Created attachment 137422 [details] backtrace I'm getting all the time Hi, I was waiting for the original problem to surface and it seems that it is being interfered with by the "mod_traptimer" code. What happens is that I am getting a large number of core dumps with the "mod_traptimer" activated (It's generating an error related to an "rv" variable.) I haven't witnessed the originally reported problem but it kind-of makes sense if the current httpd thread is being closed early and regularly. I don't quite see why the rv is not being accessed. Perhaps you have some insight into this. :-)
That's mod_traptimer catching exactly the bad state we're looking for! Can you bzip2-up and attach the core file from one of those segfaults? (the "rv" thing is just gdb being confused, ignore that)
Created attachment 137568 [details] core dump with the 'rv' error found Hi, you're insight is quite a bit better! ;-) Cool... I've attached a core dump example. (I have many and it is rather significant in size: 1.2MB) I hope this is the bees knees!
Created attachment 139369 [details] Another core dump An additional core dump that might help in sorting through this. Let me know if you need anything.
Updated from FC5 to FC6 - problem has been resolved.
Oops, I replied too soon. core dumps are still happening in FC6 - just didn't see anything until larger xfers I guess.
Fedora apologizes that these issues have not been resolved yet. We're sorry it's taken so long for your bug to be properly triaged and acted on.
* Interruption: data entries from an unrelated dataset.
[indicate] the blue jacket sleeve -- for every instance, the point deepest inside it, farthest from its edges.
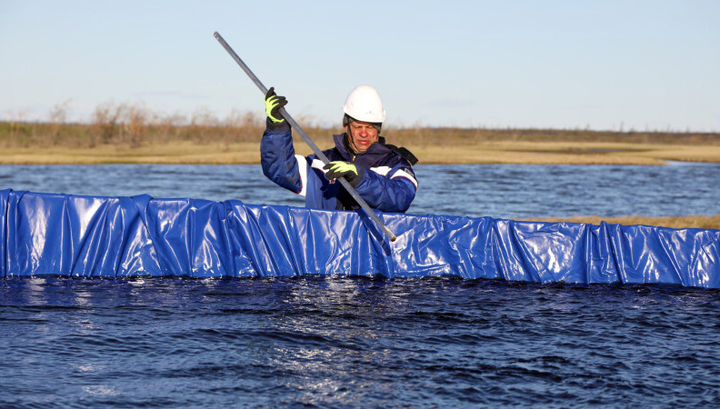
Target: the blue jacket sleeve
(390, 193)
(277, 156)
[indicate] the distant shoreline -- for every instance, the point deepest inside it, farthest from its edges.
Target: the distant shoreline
(483, 152)
(119, 143)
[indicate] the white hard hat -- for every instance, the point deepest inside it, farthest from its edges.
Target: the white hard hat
(364, 104)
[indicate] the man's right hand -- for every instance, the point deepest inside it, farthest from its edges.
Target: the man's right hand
(273, 103)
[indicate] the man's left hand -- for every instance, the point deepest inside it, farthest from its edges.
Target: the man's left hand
(344, 169)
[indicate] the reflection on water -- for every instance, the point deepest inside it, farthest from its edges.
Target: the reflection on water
(501, 191)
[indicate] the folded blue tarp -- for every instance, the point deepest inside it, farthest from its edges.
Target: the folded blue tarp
(65, 235)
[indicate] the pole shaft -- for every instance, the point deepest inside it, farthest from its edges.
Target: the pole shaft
(307, 140)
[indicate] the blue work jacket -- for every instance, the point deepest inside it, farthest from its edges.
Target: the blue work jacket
(386, 180)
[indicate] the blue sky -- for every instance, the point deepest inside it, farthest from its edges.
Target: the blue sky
(642, 65)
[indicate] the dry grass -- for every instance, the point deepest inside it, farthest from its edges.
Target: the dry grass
(134, 134)
(675, 222)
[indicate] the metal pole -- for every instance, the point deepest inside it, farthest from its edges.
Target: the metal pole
(309, 141)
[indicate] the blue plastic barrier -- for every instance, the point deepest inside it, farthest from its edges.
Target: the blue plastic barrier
(65, 235)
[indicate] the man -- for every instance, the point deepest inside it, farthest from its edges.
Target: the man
(381, 174)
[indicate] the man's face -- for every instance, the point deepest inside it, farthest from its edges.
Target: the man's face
(362, 135)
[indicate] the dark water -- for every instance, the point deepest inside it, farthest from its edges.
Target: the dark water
(357, 342)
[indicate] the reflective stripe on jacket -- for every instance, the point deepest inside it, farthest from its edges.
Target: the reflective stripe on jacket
(388, 182)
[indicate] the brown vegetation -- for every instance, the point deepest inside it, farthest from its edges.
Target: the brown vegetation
(134, 134)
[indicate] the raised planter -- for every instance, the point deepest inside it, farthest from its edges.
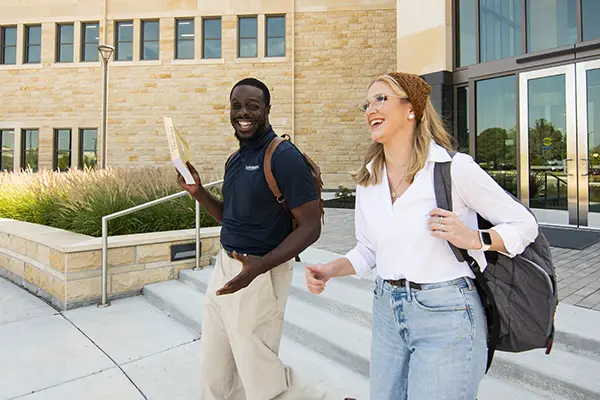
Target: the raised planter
(65, 267)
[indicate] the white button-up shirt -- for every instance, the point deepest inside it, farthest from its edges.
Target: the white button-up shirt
(396, 238)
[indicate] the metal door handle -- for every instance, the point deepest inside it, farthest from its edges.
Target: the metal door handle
(587, 161)
(566, 166)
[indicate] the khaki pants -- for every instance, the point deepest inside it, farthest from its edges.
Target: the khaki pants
(241, 333)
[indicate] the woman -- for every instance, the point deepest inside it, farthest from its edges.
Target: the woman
(429, 328)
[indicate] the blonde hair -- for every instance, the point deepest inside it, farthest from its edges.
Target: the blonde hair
(430, 127)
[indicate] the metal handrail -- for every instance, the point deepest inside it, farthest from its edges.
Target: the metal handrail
(106, 218)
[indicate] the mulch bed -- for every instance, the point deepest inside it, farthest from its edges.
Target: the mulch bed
(340, 203)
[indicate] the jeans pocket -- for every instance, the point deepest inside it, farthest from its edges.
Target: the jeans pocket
(444, 299)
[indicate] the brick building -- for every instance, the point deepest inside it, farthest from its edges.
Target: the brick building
(518, 81)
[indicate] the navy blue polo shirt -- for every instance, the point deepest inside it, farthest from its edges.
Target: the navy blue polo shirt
(253, 221)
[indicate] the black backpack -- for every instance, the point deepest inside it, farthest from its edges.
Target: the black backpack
(519, 294)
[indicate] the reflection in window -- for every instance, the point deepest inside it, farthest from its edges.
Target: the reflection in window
(7, 143)
(91, 35)
(275, 36)
(247, 29)
(31, 146)
(150, 40)
(593, 113)
(185, 39)
(62, 149)
(89, 148)
(550, 23)
(64, 44)
(466, 41)
(212, 38)
(462, 119)
(590, 10)
(33, 44)
(496, 116)
(8, 45)
(500, 29)
(124, 40)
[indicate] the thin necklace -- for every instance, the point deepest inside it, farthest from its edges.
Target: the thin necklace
(401, 180)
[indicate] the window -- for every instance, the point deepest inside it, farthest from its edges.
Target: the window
(275, 36)
(62, 149)
(89, 45)
(500, 29)
(33, 44)
(30, 146)
(462, 118)
(247, 40)
(211, 32)
(64, 43)
(8, 45)
(7, 143)
(550, 23)
(89, 148)
(150, 40)
(496, 125)
(466, 50)
(124, 41)
(590, 9)
(184, 49)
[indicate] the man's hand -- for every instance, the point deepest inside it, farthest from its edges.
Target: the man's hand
(252, 266)
(317, 277)
(190, 188)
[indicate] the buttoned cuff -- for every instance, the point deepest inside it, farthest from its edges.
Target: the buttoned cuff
(360, 265)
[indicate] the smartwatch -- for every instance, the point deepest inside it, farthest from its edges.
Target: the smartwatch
(486, 240)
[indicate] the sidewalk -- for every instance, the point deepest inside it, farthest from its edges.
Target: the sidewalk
(115, 353)
(578, 271)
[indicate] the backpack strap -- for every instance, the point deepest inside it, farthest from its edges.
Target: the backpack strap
(442, 179)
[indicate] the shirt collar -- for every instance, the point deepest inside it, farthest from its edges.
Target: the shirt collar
(264, 139)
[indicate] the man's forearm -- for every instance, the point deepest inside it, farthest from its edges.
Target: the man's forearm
(213, 205)
(294, 244)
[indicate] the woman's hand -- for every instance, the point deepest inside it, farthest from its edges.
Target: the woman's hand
(446, 225)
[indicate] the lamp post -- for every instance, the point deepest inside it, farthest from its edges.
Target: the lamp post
(106, 52)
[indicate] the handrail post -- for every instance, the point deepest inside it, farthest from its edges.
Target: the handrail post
(105, 302)
(197, 234)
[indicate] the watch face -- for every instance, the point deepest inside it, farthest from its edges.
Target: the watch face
(486, 238)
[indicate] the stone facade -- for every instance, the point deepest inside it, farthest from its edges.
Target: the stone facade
(65, 268)
(337, 48)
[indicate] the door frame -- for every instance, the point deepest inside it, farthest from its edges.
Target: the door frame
(571, 136)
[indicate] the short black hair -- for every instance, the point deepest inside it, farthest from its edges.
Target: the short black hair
(257, 84)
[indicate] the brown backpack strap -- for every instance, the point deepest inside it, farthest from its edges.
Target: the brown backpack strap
(269, 170)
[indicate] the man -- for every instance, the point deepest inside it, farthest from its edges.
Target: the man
(246, 296)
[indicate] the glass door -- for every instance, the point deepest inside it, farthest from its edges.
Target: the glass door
(548, 144)
(588, 124)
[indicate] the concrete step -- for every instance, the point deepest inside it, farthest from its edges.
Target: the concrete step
(184, 303)
(333, 335)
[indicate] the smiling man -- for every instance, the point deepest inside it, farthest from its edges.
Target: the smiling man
(247, 293)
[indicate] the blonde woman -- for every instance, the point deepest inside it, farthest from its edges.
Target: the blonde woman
(429, 328)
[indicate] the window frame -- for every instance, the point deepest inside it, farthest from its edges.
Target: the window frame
(267, 37)
(239, 35)
(59, 43)
(117, 41)
(28, 45)
(3, 45)
(204, 39)
(56, 150)
(177, 40)
(143, 41)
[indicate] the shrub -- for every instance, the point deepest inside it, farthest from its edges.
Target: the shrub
(77, 200)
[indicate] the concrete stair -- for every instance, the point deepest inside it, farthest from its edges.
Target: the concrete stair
(327, 340)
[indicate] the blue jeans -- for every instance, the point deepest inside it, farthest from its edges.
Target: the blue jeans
(427, 344)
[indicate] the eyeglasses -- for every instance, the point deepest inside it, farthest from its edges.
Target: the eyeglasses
(378, 101)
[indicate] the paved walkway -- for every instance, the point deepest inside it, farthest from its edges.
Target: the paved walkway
(578, 271)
We appreciate the time you took to report this issue and want to make sure no important bugs slip through the cracks. If you're currently running a version of Fedora Core between 1 and 6, please note that Fedora no longer maintains these releases. We strongly encourage you to upgrade to a current Fedora release. In order to refocus our efforts as a project we are flagging all of the open bugs for releases which are no longer maintained and closing them. http://fedoraproject.org/wiki/LifeCycle/EOL If this bug is still open against Fedora Core 1 through 6, thirty days from now, it will be closed 'WONTFIX'. If you can reporduce this bug in the latest Fedora version, please change to the respective version. If you are unable to do this, please add a comment to this bug requesting the change. Thanks for your help, and we apologize again that we haven't handled these issues to this point. The process we are following is outlined here: http://fedoraproject.org/wiki/BugZappers/F9CleanUp We will be following the process here: http://fedoraproject.org/wiki/BugZappers/HouseKeeping to ensure this doesn't happen again. And if you'd like to join the bug triage team to help make things better, check out http://fedoraproject.org/wiki/BugZappers
This bug is open for a Fedora version that is no longer maintained and will not be fixed by Fedora. Therefore we are closing this bug. If you can reproduce this bug against a currently maintained version of Fedora please feel free to reopen thus bug against that version. Thank you for reporting this bug and we are sorry it could not be fixed.